Background: Hospitalists have an increasing role in caring for patients with advanced illness. Due to time constraints, lack of experience and the sensitivity of the topic, it is challenging for Hospitalists to engage in adequate conversations regarding advanced care planning. Moreover, when these conversations do occur, documentation of Advanced Directives and Code Status is frequently difficult to locate in the Electronic Health Record (EHR), inconsistent between encounters and incomplete. This lack of documentation can then lead to end of life care at odds with a patient’s wishes.

Methods: A sample of patients from the hospitalist service from January to May of 2017 had their charts reviewed for presence of code status documentation, Palliative Care consultation, presence of scanned Advanced Directives and discordance between the notes and documentation. The History and Physicals, Discharge Summaries and key Progress Notes (first and last note, at transitions of care, and on days of code status order entry) written by the primary team were reviewed. The training level and specialty of the documenting provider was recorded. The initial Emergency Room Note, Palliative Care initial and final consultation notes were reviewed for code status discussions. The date of scanned Advanced Directives for encounters were recorded as being before, during or after admission. Discordance in documentation was noted to be present if there was documentation of two different code statuses on overlapping days, documentation of a code status that was inconsistent with advanced directive scanned, documentation of one code status with order of another code status, or nursing documentation of no advanced directive in patient that has an Advanced Directive scanned.

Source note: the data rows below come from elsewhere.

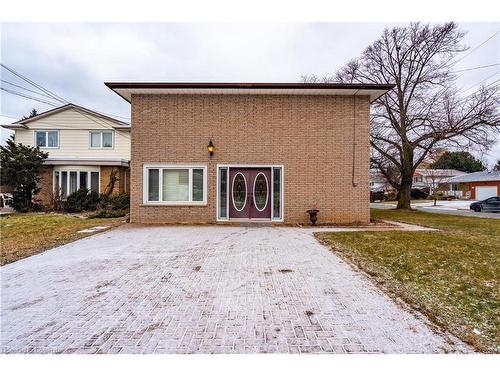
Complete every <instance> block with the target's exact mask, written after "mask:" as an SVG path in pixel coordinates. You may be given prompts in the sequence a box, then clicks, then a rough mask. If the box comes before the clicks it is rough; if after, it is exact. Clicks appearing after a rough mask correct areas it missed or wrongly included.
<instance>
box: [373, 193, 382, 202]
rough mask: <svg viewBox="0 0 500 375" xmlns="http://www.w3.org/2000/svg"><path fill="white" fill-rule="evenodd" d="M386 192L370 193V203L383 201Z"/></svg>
mask: <svg viewBox="0 0 500 375" xmlns="http://www.w3.org/2000/svg"><path fill="white" fill-rule="evenodd" d="M383 200H384V192H383V191H370V202H375V201H383Z"/></svg>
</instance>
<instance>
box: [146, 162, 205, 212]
mask: <svg viewBox="0 0 500 375" xmlns="http://www.w3.org/2000/svg"><path fill="white" fill-rule="evenodd" d="M144 186H145V188H144V202H145V203H158V204H179V203H180V204H183V203H186V204H206V202H207V198H206V194H207V168H206V167H191V166H178V165H172V166H169V165H167V166H158V167H156V166H146V167H145V173H144Z"/></svg>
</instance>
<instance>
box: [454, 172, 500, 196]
mask: <svg viewBox="0 0 500 375" xmlns="http://www.w3.org/2000/svg"><path fill="white" fill-rule="evenodd" d="M449 182H450V183H453V184H460V185H462V189H463V190H465V194H466V195H469V196H470V197H471V198H472V199H476V200H483V199H488V198H491V197H496V196H499V195H500V171H481V172H474V173H467V174H463V175H461V176H457V177H453V178H452V179H450V180H449Z"/></svg>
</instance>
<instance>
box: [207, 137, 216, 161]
mask: <svg viewBox="0 0 500 375" xmlns="http://www.w3.org/2000/svg"><path fill="white" fill-rule="evenodd" d="M207 150H208V153H209V154H210V157H212V156H214V151H215V146H214V144H213V142H212V140H210V142H208V146H207Z"/></svg>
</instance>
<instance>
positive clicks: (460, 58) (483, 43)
mask: <svg viewBox="0 0 500 375" xmlns="http://www.w3.org/2000/svg"><path fill="white" fill-rule="evenodd" d="M499 33H500V30H498V31H497V32H495V33H494V34H493V35H492V36H490V37H489V38H488V39H486V40H485V41H484V42H482V43H481V44H480V45H478V46H476V47H474V48H473V49H471V50H470V51H469V53H467V54H466V55H464V56H462V57H461V58H460V59H458V60H457V61H455V62H452V64H453V65H455V64H456V63H458V62H460V61H462V60H463V59H465V58H466V57H467V56H469V55H470V54H471V53H473V52H474V51H476V50H477V49H478V48H480V47H482V46H484V45H485V44H486V43H488V42H489V41H490V40H491V39H493V38H494V37H495V36H496V35H498V34H499Z"/></svg>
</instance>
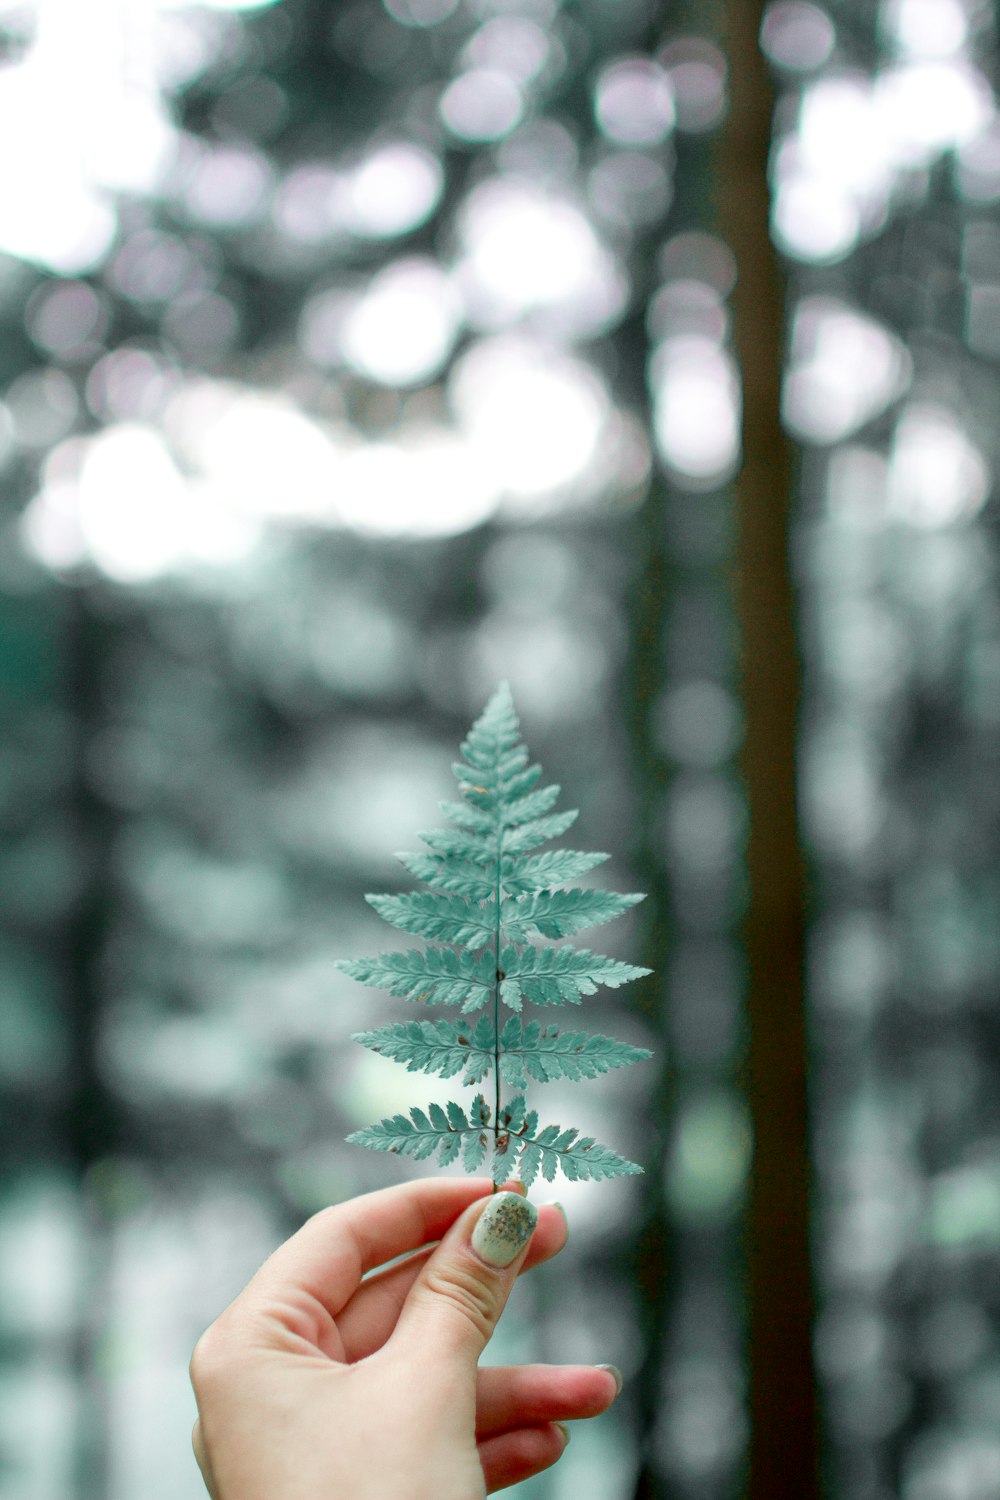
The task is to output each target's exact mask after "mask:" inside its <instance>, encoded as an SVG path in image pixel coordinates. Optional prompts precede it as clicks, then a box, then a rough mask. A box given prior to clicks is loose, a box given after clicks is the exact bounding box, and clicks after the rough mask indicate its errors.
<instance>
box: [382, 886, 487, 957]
mask: <svg viewBox="0 0 1000 1500" xmlns="http://www.w3.org/2000/svg"><path fill="white" fill-rule="evenodd" d="M364 900H366V901H367V903H369V906H372V907H375V910H376V912H378V913H379V916H382V918H384V919H385V921H387V922H390V924H391V926H393V927H399V929H400V932H405V933H415V935H417V936H418V938H432V939H438V941H442V942H454V944H465V945H466V947H469V948H481V947H483V945H484V944H487V942H489V941H490V939H492V936H493V929H495V924H496V918H495V915H493V913H490V912H487V910H483V907H480V906H471V904H469V903H468V901H463V900H462V898H460V897H454V895H453V897H448V895H435V894H433V892H430V891H417V892H414V894H408V895H366V897H364Z"/></svg>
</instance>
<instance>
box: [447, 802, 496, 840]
mask: <svg viewBox="0 0 1000 1500" xmlns="http://www.w3.org/2000/svg"><path fill="white" fill-rule="evenodd" d="M438 807H439V808H441V811H442V813H444V816H445V817H448V819H450V820H451V822H453V823H457V825H459V828H468V829H469V831H471V832H487V834H489V832H493V829H495V828H496V817H495V816H493V813H492V811H490V810H489V808H484V807H478V805H477V804H475V802H472V801H468V802H438Z"/></svg>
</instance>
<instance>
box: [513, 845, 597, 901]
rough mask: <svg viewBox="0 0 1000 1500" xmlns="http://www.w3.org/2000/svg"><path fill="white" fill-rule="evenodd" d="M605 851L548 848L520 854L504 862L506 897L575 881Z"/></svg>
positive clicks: (591, 865)
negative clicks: (517, 855)
mask: <svg viewBox="0 0 1000 1500" xmlns="http://www.w3.org/2000/svg"><path fill="white" fill-rule="evenodd" d="M607 858H609V856H607V855H606V853H585V850H583V849H549V852H547V853H534V855H520V856H517V858H507V859H505V861H504V873H502V883H504V889H505V891H507V894H508V895H522V894H523V895H526V894H528V892H529V891H547V889H550V888H552V886H556V885H565V883H567V880H576V879H577V877H579V876H580V874H586V871H588V870H592V868H594V867H595V865H598V864H604V861H606V859H607Z"/></svg>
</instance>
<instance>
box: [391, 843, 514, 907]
mask: <svg viewBox="0 0 1000 1500" xmlns="http://www.w3.org/2000/svg"><path fill="white" fill-rule="evenodd" d="M396 858H397V859H399V862H400V864H402V865H405V867H406V868H408V870H409V873H411V874H415V876H417V879H418V880H423V882H424V883H426V885H432V886H433V888H435V889H438V891H454V892H456V895H465V897H468V900H471V901H484V900H489V897H490V895H492V894H493V886H495V874H493V871H489V870H484V868H483V865H478V864H471V862H469V861H468V859H453V858H451V856H450V855H444V853H397V855H396Z"/></svg>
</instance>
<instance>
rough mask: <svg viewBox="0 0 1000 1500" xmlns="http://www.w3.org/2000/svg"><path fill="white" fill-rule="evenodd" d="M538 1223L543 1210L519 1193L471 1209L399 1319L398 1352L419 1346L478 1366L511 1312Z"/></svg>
mask: <svg viewBox="0 0 1000 1500" xmlns="http://www.w3.org/2000/svg"><path fill="white" fill-rule="evenodd" d="M537 1223H538V1211H537V1209H535V1206H534V1203H529V1202H528V1200H526V1199H523V1197H522V1196H520V1194H519V1193H495V1194H493V1196H492V1197H489V1199H486V1202H481V1200H480V1202H478V1203H472V1205H471V1206H469V1208H468V1209H466V1211H465V1214H462V1215H460V1217H459V1218H457V1220H456V1223H454V1224H453V1226H451V1229H450V1230H448V1233H447V1235H445V1238H444V1239H442V1241H441V1244H439V1245H438V1248H436V1250H435V1251H433V1254H432V1256H430V1257H429V1259H427V1263H426V1265H424V1268H423V1271H421V1272H420V1275H418V1278H417V1281H415V1283H414V1286H412V1287H411V1289H409V1295H408V1296H406V1302H405V1304H403V1308H402V1311H400V1316H399V1322H397V1325H396V1331H394V1334H393V1344H396V1346H397V1347H399V1346H400V1344H408V1343H411V1341H412V1343H414V1346H415V1352H417V1353H420V1356H421V1362H424V1364H426V1353H427V1349H429V1347H432V1349H436V1350H439V1353H441V1355H442V1356H445V1358H447V1356H451V1358H454V1359H459V1361H460V1362H468V1365H469V1367H475V1362H477V1361H478V1358H480V1355H481V1353H483V1350H484V1349H486V1346H487V1344H489V1341H490V1337H492V1334H493V1329H495V1328H496V1325H498V1322H499V1316H501V1313H502V1311H504V1307H505V1305H507V1298H508V1296H510V1290H511V1287H513V1286H514V1281H516V1280H517V1272H519V1271H520V1265H522V1260H523V1256H525V1251H526V1250H528V1245H529V1242H531V1236H532V1233H534V1230H535V1224H537Z"/></svg>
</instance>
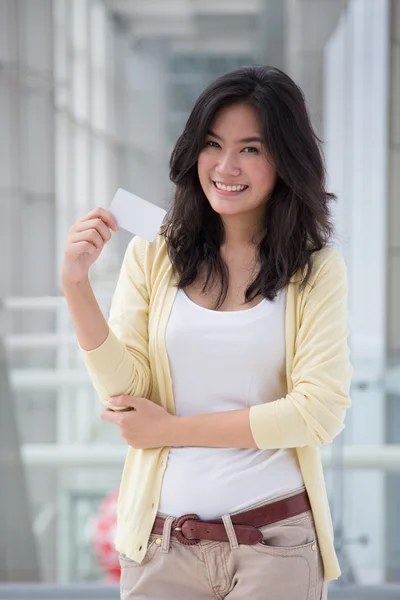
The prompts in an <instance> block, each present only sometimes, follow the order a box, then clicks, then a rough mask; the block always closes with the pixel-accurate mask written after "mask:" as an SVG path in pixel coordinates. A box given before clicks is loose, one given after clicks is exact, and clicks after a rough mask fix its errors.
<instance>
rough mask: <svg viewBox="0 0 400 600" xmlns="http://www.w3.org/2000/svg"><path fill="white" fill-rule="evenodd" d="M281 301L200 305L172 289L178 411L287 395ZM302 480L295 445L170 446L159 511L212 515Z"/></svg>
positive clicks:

Results: 840 encounters involving 572 patients on the Hospital Medicine Service (HMS) between January and May 2017 were manually reviewed. 398 (47.4%) had code status documented. The Intensive Care Unit (ICU) provider recorded the code status in 119 (29.9%) encounters, 16 (4.0%) were documented by palliative care, and 265 (66.6%) were documented by HMS. Of those documented by HMS, 113 (42.6%) were documented by the resident, 35 (13.2%) by the Advanced Practice Provider (APP), and 114 (43.0%) by the attending. At our hospital, 16% of patients are seen by teams with residents and 14% by APP teams. Discordance was present in 19 (4.8%) of documented encounters. Of these 19, 12 (63.2%) had advanced directives scanned that were not noted by the primary team.

Conclusions: Hospitalists are not currently documenting code status in the majority of patients admitted to their service. Predictors of documentation are being assessed including severe comorbidities, presence of ICU stay, age of patient and presenting diagnosis to begin to formulate strategies for reversing this trend. Educational interventions and EHR tools are being developed to improve documentation practices.